Au mois de mars 1814, après avoir pris un peu de repos, Burckhardt entreprit une nouvelle exploration, non plus cette fois sur les bords du Nil, mais bien dans le désert de Nubie. Jugeant que la sauvegarde la plus efficace est la pauvreté, le prudent voyageur renvoya son domestique, vendit son chameau, et, se contentant d'un seul âne, rejoignit une caravane de pauvres marchands.

La caravane partit de Daraou, village habité moitié par des Fellahs, moitié par des Ababdés. Le voyageur eut fort à se plaindre des premiers, non parce qu'ils voyaient en lui un Européen, mais au contraire parce qu'ils le prenaient pour un Turc syrien, venu dans l'intention de s'emparer d'une partie du commerce des esclaves, dont ils avaient le monopole.

Il est inutile de rappeler ici le nom des puits, des collines ou des vallées de ce désert. Nous préférons résumer, d'après le voyageur, l'aspect physique de la contrée.

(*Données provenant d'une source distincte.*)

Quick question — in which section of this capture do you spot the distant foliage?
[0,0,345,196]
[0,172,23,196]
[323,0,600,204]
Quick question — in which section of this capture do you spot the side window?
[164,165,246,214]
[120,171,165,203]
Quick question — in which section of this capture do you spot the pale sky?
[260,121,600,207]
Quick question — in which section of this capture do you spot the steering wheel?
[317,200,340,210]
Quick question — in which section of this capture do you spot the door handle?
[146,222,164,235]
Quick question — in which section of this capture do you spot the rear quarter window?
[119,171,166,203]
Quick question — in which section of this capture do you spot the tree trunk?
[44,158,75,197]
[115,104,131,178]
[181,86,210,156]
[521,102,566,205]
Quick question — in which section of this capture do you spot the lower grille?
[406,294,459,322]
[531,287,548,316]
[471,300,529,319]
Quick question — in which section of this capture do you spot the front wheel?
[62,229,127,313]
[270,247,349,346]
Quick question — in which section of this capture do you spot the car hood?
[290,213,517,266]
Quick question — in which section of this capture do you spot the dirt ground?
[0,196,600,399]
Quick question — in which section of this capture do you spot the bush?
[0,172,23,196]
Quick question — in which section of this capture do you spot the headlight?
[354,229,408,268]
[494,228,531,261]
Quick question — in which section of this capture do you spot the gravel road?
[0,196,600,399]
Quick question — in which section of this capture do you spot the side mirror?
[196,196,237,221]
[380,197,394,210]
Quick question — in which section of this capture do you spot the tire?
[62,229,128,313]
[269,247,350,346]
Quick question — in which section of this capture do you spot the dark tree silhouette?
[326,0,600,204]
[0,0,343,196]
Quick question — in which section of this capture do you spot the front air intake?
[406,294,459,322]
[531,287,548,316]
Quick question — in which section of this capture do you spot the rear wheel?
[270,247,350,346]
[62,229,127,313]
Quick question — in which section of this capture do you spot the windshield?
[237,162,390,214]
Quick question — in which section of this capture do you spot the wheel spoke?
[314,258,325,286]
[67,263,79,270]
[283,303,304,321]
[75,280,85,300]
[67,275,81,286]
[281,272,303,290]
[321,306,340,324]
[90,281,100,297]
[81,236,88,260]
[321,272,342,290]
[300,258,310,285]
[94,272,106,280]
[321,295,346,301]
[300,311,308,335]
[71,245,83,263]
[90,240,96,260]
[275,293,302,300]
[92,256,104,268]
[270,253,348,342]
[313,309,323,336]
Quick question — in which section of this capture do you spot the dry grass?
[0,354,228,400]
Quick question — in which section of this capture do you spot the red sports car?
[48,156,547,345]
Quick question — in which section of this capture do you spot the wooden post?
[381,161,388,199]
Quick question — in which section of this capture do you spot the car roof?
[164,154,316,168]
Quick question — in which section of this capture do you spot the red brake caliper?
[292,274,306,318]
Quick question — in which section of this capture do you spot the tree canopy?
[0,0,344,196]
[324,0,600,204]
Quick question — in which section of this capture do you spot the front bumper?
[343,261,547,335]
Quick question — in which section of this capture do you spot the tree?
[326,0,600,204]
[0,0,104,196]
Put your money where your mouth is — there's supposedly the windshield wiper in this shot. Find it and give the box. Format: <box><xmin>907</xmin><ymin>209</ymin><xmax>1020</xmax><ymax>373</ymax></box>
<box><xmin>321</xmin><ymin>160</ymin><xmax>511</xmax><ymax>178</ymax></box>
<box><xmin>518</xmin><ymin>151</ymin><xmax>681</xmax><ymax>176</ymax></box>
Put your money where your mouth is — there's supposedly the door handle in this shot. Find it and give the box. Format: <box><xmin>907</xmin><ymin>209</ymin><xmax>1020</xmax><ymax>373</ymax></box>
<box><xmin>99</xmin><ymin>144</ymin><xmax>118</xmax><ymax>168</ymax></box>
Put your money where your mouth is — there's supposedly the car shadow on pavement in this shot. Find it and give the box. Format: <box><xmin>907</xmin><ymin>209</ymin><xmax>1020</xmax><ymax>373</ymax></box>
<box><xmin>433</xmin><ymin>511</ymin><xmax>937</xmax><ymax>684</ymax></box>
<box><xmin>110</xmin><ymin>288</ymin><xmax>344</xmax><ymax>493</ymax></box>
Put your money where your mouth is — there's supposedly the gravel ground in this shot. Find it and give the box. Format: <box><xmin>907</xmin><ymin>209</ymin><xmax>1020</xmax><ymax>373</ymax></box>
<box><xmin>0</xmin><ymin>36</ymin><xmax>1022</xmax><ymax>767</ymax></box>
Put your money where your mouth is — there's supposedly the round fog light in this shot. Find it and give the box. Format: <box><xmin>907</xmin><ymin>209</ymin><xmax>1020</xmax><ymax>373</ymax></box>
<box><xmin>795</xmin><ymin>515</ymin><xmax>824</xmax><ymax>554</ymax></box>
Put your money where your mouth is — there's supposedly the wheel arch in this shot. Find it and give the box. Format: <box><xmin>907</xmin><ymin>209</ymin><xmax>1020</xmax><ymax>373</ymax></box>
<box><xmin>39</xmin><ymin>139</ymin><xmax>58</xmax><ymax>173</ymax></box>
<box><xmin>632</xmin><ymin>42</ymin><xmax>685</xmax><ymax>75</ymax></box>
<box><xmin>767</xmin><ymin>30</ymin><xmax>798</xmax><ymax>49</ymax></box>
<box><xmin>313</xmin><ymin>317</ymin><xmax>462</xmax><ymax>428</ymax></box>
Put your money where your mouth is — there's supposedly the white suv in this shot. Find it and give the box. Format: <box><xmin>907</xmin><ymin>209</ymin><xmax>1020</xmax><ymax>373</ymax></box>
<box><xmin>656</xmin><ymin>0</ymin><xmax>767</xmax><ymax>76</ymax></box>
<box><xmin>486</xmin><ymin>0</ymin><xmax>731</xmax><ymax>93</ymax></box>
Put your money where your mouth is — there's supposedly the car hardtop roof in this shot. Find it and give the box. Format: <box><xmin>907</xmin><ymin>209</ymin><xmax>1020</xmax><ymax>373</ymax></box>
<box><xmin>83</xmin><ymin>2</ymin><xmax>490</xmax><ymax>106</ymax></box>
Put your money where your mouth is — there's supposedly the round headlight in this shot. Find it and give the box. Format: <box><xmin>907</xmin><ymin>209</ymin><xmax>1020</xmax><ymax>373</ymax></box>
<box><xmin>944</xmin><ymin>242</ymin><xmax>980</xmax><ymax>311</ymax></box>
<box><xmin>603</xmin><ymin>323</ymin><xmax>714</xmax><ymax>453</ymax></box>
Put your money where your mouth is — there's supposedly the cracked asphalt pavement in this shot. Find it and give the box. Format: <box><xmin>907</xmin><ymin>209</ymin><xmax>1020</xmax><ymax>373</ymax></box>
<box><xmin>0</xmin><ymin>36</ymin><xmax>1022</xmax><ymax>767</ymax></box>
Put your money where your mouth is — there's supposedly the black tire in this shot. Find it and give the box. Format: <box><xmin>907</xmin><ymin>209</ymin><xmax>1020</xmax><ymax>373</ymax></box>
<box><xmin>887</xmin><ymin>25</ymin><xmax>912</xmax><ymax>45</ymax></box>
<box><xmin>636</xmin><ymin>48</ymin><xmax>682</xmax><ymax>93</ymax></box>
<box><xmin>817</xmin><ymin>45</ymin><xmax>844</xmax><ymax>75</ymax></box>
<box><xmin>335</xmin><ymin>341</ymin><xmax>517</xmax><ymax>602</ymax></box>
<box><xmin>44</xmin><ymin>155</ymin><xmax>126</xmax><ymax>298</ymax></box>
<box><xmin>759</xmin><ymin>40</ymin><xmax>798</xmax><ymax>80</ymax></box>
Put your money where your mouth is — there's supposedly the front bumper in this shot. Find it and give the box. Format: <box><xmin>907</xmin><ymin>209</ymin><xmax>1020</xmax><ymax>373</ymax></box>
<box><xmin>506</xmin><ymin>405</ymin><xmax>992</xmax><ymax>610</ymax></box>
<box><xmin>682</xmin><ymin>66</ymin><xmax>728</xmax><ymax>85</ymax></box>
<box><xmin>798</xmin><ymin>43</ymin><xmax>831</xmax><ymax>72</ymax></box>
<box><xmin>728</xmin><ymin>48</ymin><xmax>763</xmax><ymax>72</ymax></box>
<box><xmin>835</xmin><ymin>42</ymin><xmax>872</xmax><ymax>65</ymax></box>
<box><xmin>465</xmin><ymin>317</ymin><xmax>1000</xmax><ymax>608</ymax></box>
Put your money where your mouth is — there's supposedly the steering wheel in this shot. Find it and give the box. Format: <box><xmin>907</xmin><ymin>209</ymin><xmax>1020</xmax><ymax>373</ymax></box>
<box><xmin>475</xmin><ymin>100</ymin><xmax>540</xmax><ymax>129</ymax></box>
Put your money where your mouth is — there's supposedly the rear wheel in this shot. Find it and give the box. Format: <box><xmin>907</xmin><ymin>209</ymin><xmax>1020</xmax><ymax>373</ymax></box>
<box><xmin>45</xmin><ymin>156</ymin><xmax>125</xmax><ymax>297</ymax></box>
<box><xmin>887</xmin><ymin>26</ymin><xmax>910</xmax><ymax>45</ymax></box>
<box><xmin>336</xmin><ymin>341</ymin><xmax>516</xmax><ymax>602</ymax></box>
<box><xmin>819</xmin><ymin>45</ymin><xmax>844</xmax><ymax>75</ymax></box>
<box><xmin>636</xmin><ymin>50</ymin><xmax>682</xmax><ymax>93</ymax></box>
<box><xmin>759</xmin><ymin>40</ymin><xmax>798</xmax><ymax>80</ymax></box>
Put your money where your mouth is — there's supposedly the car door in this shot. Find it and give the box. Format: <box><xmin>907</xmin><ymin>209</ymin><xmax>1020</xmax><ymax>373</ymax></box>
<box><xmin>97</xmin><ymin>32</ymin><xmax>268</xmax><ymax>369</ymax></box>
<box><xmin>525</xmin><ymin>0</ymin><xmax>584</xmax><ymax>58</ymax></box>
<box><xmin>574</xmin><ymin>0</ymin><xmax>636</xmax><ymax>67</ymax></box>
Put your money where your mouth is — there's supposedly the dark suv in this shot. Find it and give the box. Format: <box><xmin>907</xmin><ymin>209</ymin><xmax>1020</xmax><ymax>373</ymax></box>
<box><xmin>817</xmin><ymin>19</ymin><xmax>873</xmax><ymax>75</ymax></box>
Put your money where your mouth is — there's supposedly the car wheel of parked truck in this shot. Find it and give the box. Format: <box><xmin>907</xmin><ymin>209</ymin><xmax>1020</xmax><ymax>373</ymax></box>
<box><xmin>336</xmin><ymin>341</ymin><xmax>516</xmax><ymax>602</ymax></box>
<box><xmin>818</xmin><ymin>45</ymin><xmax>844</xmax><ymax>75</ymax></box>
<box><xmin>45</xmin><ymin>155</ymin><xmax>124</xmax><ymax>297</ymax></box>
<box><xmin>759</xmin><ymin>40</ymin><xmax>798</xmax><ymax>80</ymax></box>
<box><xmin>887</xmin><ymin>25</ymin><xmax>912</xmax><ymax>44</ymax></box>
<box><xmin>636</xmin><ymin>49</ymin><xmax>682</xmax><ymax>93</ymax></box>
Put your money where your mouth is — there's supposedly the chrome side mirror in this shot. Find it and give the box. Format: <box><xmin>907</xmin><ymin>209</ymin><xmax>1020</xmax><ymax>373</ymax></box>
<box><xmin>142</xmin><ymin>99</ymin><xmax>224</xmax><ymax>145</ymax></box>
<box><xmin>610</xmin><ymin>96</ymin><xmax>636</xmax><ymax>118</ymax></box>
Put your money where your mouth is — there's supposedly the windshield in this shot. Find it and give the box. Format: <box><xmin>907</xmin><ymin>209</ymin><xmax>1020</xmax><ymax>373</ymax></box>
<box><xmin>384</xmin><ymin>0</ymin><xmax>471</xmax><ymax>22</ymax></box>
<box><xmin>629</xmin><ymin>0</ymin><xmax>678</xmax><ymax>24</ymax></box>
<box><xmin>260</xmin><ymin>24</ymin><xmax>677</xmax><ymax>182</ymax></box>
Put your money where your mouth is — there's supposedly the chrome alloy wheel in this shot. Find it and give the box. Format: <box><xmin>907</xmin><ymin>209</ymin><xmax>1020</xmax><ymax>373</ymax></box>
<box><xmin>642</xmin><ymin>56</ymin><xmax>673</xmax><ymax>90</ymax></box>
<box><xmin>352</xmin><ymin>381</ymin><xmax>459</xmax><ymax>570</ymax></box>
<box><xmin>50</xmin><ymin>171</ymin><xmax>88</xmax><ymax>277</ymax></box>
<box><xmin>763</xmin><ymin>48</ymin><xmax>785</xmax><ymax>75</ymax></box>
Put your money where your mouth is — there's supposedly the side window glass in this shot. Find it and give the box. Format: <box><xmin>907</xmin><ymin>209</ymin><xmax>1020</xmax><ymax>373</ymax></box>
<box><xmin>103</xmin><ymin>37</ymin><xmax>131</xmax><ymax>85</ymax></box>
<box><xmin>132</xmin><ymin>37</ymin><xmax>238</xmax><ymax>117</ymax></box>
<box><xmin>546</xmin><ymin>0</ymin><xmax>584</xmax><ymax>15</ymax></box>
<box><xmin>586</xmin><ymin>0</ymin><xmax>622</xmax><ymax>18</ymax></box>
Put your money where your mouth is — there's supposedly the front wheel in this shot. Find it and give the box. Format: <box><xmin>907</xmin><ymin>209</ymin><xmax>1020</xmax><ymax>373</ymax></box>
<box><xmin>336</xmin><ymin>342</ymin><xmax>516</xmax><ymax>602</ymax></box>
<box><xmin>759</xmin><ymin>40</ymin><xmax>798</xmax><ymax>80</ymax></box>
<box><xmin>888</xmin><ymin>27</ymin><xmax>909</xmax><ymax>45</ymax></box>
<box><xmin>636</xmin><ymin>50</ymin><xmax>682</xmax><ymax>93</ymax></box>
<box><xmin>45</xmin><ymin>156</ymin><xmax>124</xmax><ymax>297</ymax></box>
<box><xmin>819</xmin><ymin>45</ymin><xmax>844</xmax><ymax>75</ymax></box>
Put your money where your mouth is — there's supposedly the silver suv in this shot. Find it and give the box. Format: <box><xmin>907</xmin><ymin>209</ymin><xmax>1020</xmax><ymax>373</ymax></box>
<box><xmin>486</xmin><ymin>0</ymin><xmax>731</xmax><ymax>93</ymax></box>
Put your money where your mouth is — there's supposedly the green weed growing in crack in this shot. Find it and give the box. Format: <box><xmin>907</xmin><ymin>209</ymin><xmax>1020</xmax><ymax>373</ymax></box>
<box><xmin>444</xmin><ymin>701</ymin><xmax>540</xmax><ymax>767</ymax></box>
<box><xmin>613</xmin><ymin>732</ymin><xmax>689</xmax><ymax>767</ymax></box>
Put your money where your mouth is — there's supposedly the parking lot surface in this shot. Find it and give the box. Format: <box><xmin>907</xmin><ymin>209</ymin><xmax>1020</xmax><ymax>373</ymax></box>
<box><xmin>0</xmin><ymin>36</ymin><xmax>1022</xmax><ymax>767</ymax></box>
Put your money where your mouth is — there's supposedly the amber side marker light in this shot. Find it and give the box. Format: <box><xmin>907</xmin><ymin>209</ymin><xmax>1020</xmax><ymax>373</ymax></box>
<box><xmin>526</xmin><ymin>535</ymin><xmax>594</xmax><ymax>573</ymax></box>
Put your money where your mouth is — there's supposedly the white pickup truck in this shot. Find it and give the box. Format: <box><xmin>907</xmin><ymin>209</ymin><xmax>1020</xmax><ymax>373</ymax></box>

Bruce, qui l'avait parcourue, la dépeint sous des couleurs trop sombres et il exagère, pour s'en faire un mérite, les difficultés de la route. Si l'on en croit Burckhardt, celle-ci serait moins aride que le chemin d'Alep à Bagdad ou de Damas à Médine. Le désert nubien n'est pas une plaine de sable sans limites, dont nul accident ne vient rompre la désolante monotonie. Il est semé de rochers dont quelques-uns n'ont pas moins de deux à trois cents pieds de haut, et qui sont ombragés de place en place d'énormes touffes de doums ou d'acacias. La végétation si grêle de ces arbres n'est qu'un abri trompeur contre les rayons verticaux du soleil. Aussi le proverbe arabe a-t-il soin de dire : «Compte sur la protection d'un grand et sur l'ombre de l'acacia.»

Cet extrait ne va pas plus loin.